Characterization of dye-sensitized solar cell with different nanoparticle sizes

The Dye-sensitized Solar Cell (DSSC) has been regarded as the next-generation solar cell because of its simple and low cost fabrication process. The experiments for optimizing the cell efficiency were carried out in this work include varying the TiO ₂ layer thickness on the working electrode and determining the most favorable nanoparticle size in the TiO ₂ paste. The TiO ₂ electrode or working electrode was fabricated using screen printing technique with the Coatema tool with thicknesses ranging from ∼20 to 66 μm. It was observed that both open circuit voltage and short circuit current were found to have measurable dependence on the TiO ₂ layer thickness. The open circuit voltage changed from 0.77 to 0.82 V and correspondingly the short circuit current also varied from ∼19 to 23 mA/cm ² depending on the TiO ₂ layer thickness.
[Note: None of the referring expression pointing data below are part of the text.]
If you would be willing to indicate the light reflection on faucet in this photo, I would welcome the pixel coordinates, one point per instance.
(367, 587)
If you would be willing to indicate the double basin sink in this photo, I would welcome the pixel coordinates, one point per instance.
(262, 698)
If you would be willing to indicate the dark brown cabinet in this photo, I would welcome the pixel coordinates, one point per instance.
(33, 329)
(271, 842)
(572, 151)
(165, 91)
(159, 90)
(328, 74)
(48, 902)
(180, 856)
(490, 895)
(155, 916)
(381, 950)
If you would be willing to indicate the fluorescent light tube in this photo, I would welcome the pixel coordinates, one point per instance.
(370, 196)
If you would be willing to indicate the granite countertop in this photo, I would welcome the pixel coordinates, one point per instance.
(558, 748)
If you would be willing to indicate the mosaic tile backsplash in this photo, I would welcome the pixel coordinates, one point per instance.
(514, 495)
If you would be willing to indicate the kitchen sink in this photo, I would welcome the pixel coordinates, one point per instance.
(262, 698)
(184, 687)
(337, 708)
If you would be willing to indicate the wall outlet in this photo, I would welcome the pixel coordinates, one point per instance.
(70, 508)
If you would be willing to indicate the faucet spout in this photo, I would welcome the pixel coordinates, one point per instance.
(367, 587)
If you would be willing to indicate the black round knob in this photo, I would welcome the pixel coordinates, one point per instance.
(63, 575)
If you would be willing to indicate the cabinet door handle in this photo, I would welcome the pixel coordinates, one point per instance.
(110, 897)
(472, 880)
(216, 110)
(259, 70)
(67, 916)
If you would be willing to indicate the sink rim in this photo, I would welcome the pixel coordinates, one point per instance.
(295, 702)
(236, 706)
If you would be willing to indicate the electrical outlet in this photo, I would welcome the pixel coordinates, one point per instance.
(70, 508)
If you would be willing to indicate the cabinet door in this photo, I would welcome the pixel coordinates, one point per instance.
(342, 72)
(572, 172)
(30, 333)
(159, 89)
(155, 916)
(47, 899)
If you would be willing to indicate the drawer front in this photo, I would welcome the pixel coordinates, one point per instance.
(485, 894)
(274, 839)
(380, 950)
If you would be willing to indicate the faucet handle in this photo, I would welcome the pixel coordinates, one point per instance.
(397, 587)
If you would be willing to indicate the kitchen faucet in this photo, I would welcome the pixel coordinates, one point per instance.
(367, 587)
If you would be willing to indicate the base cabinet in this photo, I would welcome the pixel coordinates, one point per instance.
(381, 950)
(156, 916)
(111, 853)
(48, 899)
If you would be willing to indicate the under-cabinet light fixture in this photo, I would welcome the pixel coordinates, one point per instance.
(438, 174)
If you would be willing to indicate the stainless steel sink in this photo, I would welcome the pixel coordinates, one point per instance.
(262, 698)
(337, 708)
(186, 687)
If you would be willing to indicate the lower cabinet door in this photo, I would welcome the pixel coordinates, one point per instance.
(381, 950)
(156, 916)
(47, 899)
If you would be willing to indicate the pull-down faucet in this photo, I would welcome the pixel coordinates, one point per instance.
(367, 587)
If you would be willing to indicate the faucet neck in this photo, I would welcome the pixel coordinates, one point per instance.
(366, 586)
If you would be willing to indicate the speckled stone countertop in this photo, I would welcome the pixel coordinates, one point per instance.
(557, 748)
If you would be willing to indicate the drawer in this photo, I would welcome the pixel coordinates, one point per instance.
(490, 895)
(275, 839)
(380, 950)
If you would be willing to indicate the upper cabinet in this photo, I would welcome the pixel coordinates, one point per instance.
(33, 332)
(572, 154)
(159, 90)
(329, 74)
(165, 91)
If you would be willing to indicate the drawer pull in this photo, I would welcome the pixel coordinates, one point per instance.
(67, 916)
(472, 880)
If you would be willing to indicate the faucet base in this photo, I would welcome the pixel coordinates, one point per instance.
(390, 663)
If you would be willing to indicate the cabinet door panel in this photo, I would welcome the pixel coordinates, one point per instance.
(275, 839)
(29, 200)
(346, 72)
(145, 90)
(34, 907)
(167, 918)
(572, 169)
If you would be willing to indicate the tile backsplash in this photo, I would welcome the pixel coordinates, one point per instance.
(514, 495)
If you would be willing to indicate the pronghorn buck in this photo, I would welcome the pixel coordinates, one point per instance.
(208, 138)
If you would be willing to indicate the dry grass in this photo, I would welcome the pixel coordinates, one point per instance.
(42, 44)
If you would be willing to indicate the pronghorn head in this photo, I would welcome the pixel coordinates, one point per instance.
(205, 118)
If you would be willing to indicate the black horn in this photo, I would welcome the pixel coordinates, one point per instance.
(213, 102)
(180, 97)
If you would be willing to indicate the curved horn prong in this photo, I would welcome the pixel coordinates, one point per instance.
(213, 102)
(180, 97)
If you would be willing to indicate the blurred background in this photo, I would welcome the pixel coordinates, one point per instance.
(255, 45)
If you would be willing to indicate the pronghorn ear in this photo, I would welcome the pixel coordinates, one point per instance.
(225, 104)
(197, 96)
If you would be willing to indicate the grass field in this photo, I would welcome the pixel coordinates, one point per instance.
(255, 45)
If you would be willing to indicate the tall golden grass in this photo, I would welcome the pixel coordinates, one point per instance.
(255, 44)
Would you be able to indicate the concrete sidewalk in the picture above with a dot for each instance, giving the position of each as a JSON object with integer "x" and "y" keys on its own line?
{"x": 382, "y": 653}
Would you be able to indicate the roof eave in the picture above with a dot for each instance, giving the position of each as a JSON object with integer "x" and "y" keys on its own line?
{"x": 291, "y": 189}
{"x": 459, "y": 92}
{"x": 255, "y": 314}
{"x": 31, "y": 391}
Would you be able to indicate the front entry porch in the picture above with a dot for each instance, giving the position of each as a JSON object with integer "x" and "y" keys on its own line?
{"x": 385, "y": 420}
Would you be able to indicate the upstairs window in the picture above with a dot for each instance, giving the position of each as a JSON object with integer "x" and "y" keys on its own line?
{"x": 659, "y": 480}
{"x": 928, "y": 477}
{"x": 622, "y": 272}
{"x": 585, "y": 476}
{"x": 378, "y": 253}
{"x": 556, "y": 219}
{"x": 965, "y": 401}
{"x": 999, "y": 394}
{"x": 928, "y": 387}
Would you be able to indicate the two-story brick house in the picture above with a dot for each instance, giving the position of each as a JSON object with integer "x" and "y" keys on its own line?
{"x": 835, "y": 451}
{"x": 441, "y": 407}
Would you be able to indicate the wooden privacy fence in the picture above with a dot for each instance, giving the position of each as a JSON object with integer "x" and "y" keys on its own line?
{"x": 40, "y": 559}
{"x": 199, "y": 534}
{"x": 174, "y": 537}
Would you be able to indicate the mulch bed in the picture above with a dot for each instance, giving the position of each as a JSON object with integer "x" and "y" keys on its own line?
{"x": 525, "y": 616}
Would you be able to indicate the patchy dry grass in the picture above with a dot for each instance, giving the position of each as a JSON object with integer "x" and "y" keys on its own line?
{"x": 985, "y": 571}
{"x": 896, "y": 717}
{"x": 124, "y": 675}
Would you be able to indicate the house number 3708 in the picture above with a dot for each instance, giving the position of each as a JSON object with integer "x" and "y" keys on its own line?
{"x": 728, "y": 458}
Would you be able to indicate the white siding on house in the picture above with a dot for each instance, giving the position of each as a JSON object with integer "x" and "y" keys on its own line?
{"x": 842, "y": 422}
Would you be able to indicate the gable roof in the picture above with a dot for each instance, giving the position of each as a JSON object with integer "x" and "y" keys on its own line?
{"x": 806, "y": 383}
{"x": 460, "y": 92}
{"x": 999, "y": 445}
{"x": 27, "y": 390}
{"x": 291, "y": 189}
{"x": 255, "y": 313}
Additionally, the cell with 40 μm TiO ₂ thickness showed 9.06% photo conversion efficiency compared to 6.4% and 8.5% efficiency obtained for the cells with 20 μm and 66 μm TiO ₂ thicknesses respectively. The second part of the experiment was conducted using three different nanoparticle sizes of 13 nm, 20 nm and 37nm in the TiO ₂ layer to identify optimum nanoparticle size by maintaining the TiO ₂ film thickness at 40 μm. The cell with 20 nm size nanoparticle, in combination with 40 μm TiO ₂ thickness showed 11.2% efficiency that is in par or slightly better than the efficiency value reported for the DSSC in the literature as of now. The work described in this paper showed best possible values for the TiO ₂ layer thickness and nanoparticle size in the TiO ₂ for obtaining improved cell efficiency of 11.2%.